Obeah is difficult to characterize because the terms used to describe it are themselves contested and its practices are not centrally organized. Among its various practices, however, Obeah can include practices associated with healing and medicine, also contested terms in this context—Obeah’s relationship to healing and medicine troubles the Western tendency to distinguish between religion and science. Obeah spiritual workers might use their power to heal, protect, divine the future, or perform works of healing and protection. For example, an Obeah worker may attempt to remedy a relationship in which a couple argues too much. Dr.
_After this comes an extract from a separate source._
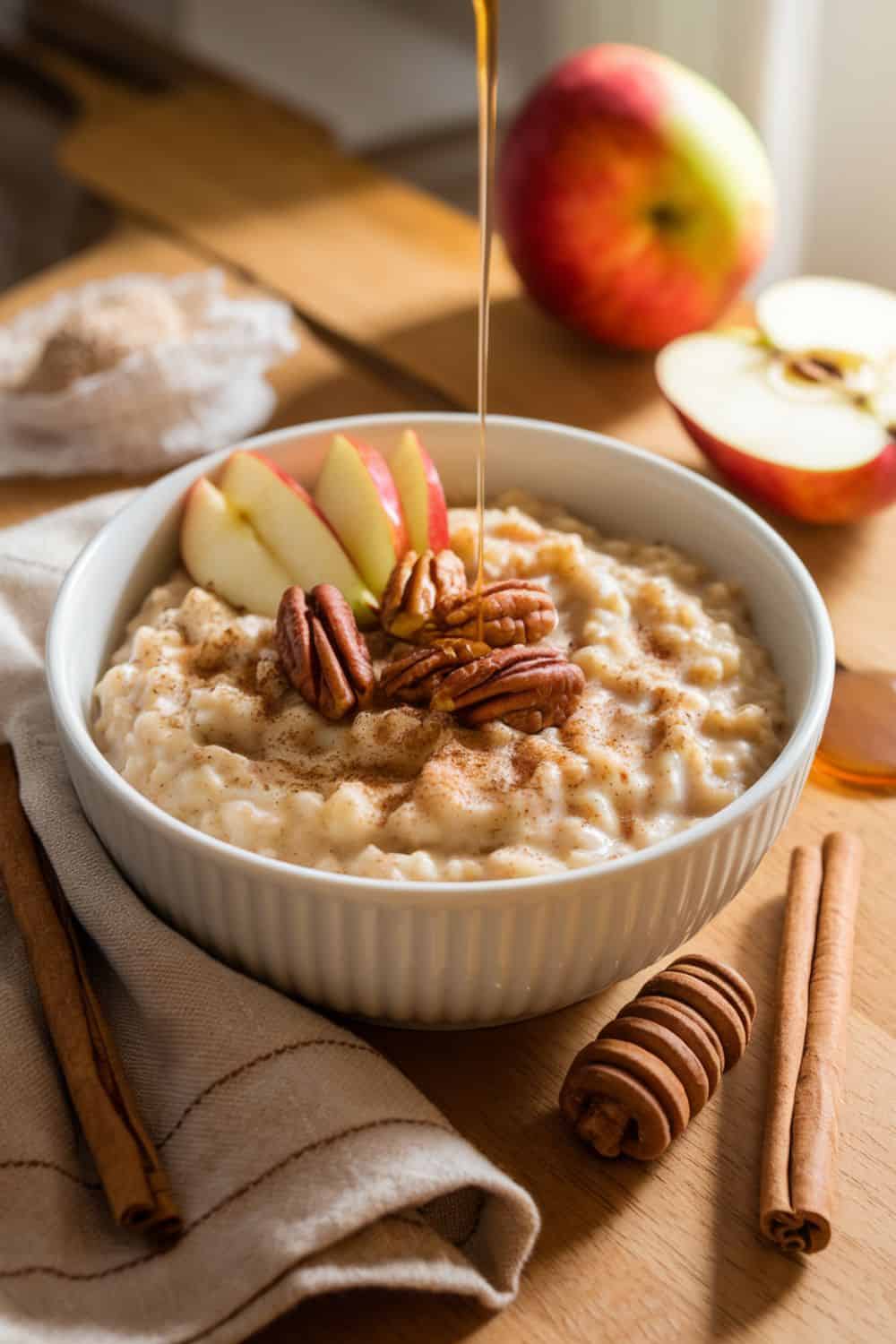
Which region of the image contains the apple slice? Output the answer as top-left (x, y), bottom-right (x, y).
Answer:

J. Brent Crosson (Assistant Professor, Religious Studies) conducts research on Obeah’s relationship to healing and medicine, research that he recently presented at HI’s Faculty Fellows Seminar in Health, Well-Being, Healing. Dr. Crosson describes Obeah as a collection of problem-solving practices. His ethnographic work has found that Obeah practitioners themselves typically describe Obeah not as a religion but as a science or as spiritual work, a distinction rooted in the legal system of Trinidad.
A 2007 Canadian court case—R v. Welsh—determined that Obeah is not a religion because it is not based on spiritual values. Yet, how the state thinks of spiritual values is rooted in colonial history. After the Tacky Slave Rebellion of 1760, the Trinidadian government outlawed Obeah, which it defined as “any assumption of supernatural power.” The colonial government scapegoated Obeah and other practices they termed superstitious for high mortality rates on plantations tended by slaves. Blame for slaves’ deaths could be attributed to “superstitions” rather than to hard labor. In the 19th century, Obeah was considered a backwards, anti-modern scourge, preventing Trinidad from advancing and industrializing. In 2000, the laws against Obeah were repealed in Trinidad and in Barbados, though Obeah remains illegal in Jamaica and Antigua.